La complexité du parcours, notamment du fait de la phase non juridictionnelle, est sans doute l’un des facteurs pouvant expliquer le faible nombre de jugements rendus en première instance par les tribunaux administratifs et portant sur une sanction d’une recherche d’emploi défaillante (les données seront présentées dans le rapport final dont la parution est prévue début 2025). Au-delà de ce constat, peu original pour la matière sociale, on s’étonne que le législateur n’ait pas considéré pertinent d’intégrer le contentieux du chômage dans le champ de sa réforme de modernisation de la justice du XXIe siècle. En effet, les justiciables doivent toujours déterminer qui, d’une juridiction de l’ordre judiciaire ou d’une relevant de l’ordre administratif, est compétente, dès lors qu’un litige les opposent à Pôle Emploi / France Travail. Enfin, pour faire un pas du côté du contentieux judiciaire de l’assurance chômage, le contentieux lié à l’allocation chômage n’a pas été confié à la compétence du pôle social, créé à l’occasion de cette réforme (et spécialement composé pour s’adapter à la singularité des contentieux sociaux) mais demeure de celle du tribunal judiciaire (formation de droit commun).

 Claire Magord

 


[1] Loi n° 98-657 du 29 juillet 1998 d’orientation relative à la lutte contre les exclusions.

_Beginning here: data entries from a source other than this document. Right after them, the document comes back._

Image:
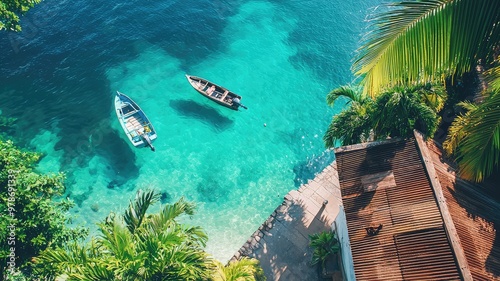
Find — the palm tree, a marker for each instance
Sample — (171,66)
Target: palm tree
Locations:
(428,40)
(432,40)
(137,246)
(352,125)
(394,113)
(474,138)
(245,269)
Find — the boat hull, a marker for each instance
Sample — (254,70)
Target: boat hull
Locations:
(215,92)
(134,122)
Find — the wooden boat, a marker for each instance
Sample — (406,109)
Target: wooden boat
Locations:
(215,92)
(134,122)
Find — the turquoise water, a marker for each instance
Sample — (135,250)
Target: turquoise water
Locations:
(282,57)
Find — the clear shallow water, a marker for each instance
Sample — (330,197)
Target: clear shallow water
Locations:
(59,77)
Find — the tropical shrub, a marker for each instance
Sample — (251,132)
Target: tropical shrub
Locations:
(33,218)
(394,113)
(325,245)
(10,10)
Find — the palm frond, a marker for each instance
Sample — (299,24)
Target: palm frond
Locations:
(350,126)
(420,41)
(349,92)
(492,77)
(475,140)
(136,211)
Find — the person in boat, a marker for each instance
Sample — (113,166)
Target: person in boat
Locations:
(211,90)
(236,101)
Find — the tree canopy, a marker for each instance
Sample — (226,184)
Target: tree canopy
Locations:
(33,218)
(422,41)
(11,10)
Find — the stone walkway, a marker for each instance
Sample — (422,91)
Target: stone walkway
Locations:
(281,244)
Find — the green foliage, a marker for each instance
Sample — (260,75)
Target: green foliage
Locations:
(245,269)
(422,41)
(474,138)
(29,213)
(136,246)
(394,113)
(324,244)
(10,10)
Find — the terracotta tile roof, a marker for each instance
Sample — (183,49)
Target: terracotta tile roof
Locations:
(387,184)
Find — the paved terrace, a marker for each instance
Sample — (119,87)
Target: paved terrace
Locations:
(281,243)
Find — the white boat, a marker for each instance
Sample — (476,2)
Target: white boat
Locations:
(134,122)
(215,92)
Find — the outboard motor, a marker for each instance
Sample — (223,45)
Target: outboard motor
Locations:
(148,141)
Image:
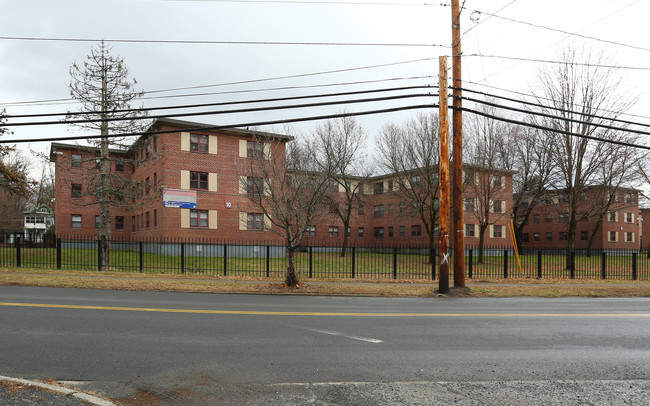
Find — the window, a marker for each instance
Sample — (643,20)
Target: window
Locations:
(254,185)
(496,181)
(497,206)
(198,180)
(198,143)
(198,218)
(254,221)
(254,150)
(469,204)
(76,190)
(470,178)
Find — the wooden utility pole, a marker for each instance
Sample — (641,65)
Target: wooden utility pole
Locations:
(443,178)
(457,170)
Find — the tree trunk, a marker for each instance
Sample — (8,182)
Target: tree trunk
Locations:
(291,278)
(593,236)
(481,241)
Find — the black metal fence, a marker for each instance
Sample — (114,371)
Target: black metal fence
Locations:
(266,259)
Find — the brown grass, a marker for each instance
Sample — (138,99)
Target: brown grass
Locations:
(403,288)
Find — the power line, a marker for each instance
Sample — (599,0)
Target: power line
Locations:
(211,42)
(595,65)
(220,127)
(565,32)
(206,113)
(547,99)
(555,130)
(550,108)
(185,106)
(300,75)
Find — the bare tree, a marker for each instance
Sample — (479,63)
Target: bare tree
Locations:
(411,154)
(582,93)
(486,188)
(290,193)
(106,93)
(341,153)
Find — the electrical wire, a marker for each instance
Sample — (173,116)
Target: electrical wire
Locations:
(555,130)
(546,107)
(207,113)
(221,127)
(185,106)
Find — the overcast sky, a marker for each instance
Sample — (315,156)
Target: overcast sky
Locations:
(38,70)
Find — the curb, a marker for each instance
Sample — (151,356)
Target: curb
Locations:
(93,400)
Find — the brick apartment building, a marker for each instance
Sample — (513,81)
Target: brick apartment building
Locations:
(204,168)
(620,227)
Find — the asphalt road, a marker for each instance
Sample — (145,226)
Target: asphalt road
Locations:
(181,348)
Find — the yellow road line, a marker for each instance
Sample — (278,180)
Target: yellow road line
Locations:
(335,314)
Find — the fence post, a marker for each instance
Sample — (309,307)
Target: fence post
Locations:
(268,261)
(182,257)
(353,264)
(99,254)
(225,259)
(394,263)
(58,253)
(17,242)
(433,265)
(141,251)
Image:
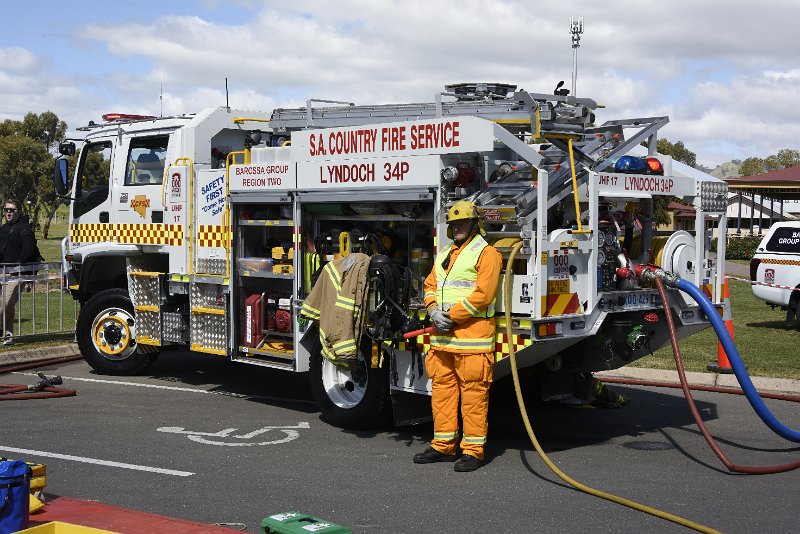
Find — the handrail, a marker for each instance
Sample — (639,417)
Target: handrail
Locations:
(182,162)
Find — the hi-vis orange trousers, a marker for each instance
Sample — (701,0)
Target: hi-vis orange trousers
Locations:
(464,377)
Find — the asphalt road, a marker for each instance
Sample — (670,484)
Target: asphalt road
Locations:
(203,439)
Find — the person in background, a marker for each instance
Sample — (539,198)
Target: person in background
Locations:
(17,245)
(460,299)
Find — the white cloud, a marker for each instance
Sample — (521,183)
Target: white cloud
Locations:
(17,59)
(728,94)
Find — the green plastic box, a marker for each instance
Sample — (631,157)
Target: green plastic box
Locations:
(298,523)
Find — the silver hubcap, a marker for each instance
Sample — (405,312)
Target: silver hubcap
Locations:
(345,386)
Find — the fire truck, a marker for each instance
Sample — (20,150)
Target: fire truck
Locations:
(206,232)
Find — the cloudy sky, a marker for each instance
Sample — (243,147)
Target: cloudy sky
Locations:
(727,73)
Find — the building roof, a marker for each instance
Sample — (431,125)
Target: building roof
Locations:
(782,184)
(680,210)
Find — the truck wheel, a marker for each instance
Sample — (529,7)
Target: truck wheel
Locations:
(355,397)
(106,334)
(794,309)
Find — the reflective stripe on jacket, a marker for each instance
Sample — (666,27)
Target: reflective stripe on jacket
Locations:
(456,286)
(337,302)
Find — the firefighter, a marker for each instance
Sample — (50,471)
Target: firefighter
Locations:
(460,299)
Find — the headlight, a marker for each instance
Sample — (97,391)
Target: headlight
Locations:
(449,174)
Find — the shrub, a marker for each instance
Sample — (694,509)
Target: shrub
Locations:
(741,248)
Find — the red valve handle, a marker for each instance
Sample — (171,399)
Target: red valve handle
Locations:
(415,333)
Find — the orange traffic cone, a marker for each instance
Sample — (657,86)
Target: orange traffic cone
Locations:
(723,365)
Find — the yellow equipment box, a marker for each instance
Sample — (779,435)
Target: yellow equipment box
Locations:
(280,253)
(283,269)
(57,527)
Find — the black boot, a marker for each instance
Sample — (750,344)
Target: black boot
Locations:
(467,463)
(431,455)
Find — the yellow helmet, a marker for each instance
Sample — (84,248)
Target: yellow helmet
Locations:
(461,210)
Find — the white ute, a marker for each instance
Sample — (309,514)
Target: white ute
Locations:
(776,269)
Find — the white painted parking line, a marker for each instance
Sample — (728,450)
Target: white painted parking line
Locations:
(290,432)
(180,389)
(96,461)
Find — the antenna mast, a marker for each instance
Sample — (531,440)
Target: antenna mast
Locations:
(576,29)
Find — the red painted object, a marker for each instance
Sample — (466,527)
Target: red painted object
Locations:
(115,519)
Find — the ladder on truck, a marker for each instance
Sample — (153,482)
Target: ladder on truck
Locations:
(561,125)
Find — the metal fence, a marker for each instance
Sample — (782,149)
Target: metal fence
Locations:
(35,301)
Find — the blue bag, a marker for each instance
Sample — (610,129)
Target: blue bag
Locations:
(15,484)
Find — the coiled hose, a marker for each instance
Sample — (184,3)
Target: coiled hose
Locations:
(676,351)
(563,476)
(736,363)
(15,392)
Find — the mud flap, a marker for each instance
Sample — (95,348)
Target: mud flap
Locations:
(410,408)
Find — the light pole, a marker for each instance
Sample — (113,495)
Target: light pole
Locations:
(576,29)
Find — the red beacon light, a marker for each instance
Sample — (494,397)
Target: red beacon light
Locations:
(654,166)
(111,117)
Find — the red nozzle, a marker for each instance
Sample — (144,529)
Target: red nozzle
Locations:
(422,331)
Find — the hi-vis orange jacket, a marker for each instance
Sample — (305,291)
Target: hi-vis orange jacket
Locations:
(470,325)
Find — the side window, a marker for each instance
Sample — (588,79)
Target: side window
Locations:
(146,160)
(785,240)
(91,189)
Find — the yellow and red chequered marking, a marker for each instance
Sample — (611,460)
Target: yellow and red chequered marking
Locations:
(150,234)
(776,261)
(560,304)
(213,236)
(91,233)
(502,344)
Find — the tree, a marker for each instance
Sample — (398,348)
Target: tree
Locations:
(678,151)
(45,130)
(788,158)
(22,162)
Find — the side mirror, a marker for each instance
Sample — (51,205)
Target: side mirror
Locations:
(66,148)
(61,177)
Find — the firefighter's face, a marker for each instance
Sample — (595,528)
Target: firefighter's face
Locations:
(462,229)
(11,213)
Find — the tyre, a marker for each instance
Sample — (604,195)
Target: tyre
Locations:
(793,314)
(106,334)
(355,397)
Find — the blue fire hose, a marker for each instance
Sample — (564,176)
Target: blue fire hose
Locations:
(736,363)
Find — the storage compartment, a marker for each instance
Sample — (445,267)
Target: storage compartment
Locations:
(265,252)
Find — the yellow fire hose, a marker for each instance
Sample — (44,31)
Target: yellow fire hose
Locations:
(563,476)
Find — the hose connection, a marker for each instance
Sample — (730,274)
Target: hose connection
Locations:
(648,273)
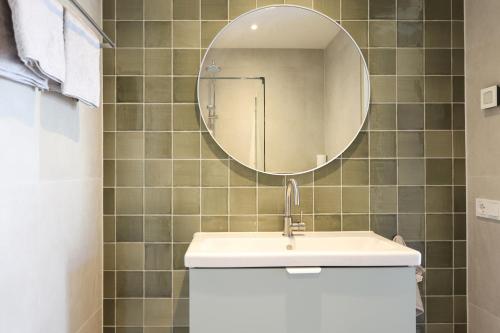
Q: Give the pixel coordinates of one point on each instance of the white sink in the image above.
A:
(308, 249)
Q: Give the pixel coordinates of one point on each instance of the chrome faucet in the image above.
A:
(289, 225)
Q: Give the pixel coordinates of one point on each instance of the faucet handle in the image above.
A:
(299, 226)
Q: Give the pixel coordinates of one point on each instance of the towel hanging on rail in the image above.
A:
(38, 29)
(11, 67)
(82, 52)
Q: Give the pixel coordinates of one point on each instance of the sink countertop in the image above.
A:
(306, 249)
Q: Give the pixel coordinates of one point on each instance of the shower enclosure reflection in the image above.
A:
(235, 114)
(283, 89)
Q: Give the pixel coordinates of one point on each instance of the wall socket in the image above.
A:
(489, 209)
(490, 97)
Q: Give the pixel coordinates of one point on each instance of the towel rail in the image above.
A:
(107, 42)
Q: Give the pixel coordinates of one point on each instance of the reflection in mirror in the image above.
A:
(283, 89)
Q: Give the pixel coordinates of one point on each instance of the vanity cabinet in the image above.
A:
(310, 300)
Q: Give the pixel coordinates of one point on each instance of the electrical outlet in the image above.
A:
(489, 209)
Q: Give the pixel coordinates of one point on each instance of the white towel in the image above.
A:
(82, 48)
(11, 67)
(38, 29)
(419, 276)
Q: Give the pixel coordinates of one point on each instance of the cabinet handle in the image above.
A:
(303, 270)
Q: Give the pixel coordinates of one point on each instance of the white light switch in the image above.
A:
(489, 97)
(489, 209)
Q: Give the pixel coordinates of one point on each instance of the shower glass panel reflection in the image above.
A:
(229, 102)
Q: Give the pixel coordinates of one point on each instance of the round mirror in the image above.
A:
(283, 89)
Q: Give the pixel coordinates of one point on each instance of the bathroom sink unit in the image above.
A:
(272, 249)
(346, 282)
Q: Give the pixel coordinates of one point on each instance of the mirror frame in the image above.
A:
(221, 32)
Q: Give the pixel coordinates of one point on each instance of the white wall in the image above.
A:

[2] Pour des références, v. C. Magord, Le parcours contentieux de l’aide sociale, thèse soutenue en 2015 à Saint Etienne en ligne sur HAL, https://theses.hal.science/tel-01457403/

[3] Financé par l’IERDJ, toujours en cours, et pour lequel la diffusion du rapport final est prévue début 2025.

[4] L. CADIET, J. NORMAND, et S. AMRANI MEKKI, Théorie générale du procès, 2è éd., Thémis droit, PUF, 2013, p. 3 ; H. MOTULSKY (préf. P. Roubier), Principes d’une réalisation méthodique du droit privé. La théorie des éléments générateurs des droits subjectifs, Dalloz, 2002.

[5] Art. L. 5426-1-2 al. 3 du Code du travail. Le décret devant préciser le nouveau régime de sanction dans le cadre de la dernière réforme de l’assurance chômage n’est pas encore paru. La mise en œuvre de cette réforme a été repoussée au 31 juillet 2024 par le Décret n° 2024-648 du 30 juin 2024 relatif au régime d'assurance chômage.

[7] Documentation recueillie à l’occasion du projet de recherche NACCRE au sein duquel s’intègre l’étude du parcours contentieux.

[8] Art. R. 5412-8, radiation de la liste des demandeurs d’emploi - et R. 5426-11, suppression du revenu de remplacement - du Code du travail.

[9] Art. L. 213-13 et R. 213-10 du Code de justice administrative.

[10] Déterminée par l’art. L. 213-13 du Code de justice administrative.

[11] Art. R. 772-5 du Code de justice administrative.

[12] Art. R. 222-13, 1° du Code de justice administrative.

[13] Art. R. 732-1-1, 6° du Code de justice administrative.

[14] Art. R. 431-2 et R. 431-3 du Code de justice administrative.

[15] Art. R. 821-3 du Code de justice administrative.

[16] Art. R. 811-1, 1° du Code de justice administrative.

[17] Art. R. 772-6 du Code de justice administrative.

[18] Art. R. 772-7 du Code de justice administrative. V. aussi CE, 4 décembre 2019, n° 420655, Lebon, AJDA 2019, 2521 , obs. E. Maupin.

[19] Art. R. 772-9 du Code de justice administrative et CE, 1re et 6e chambres réunies, 2 octobre 2017, n° 399578.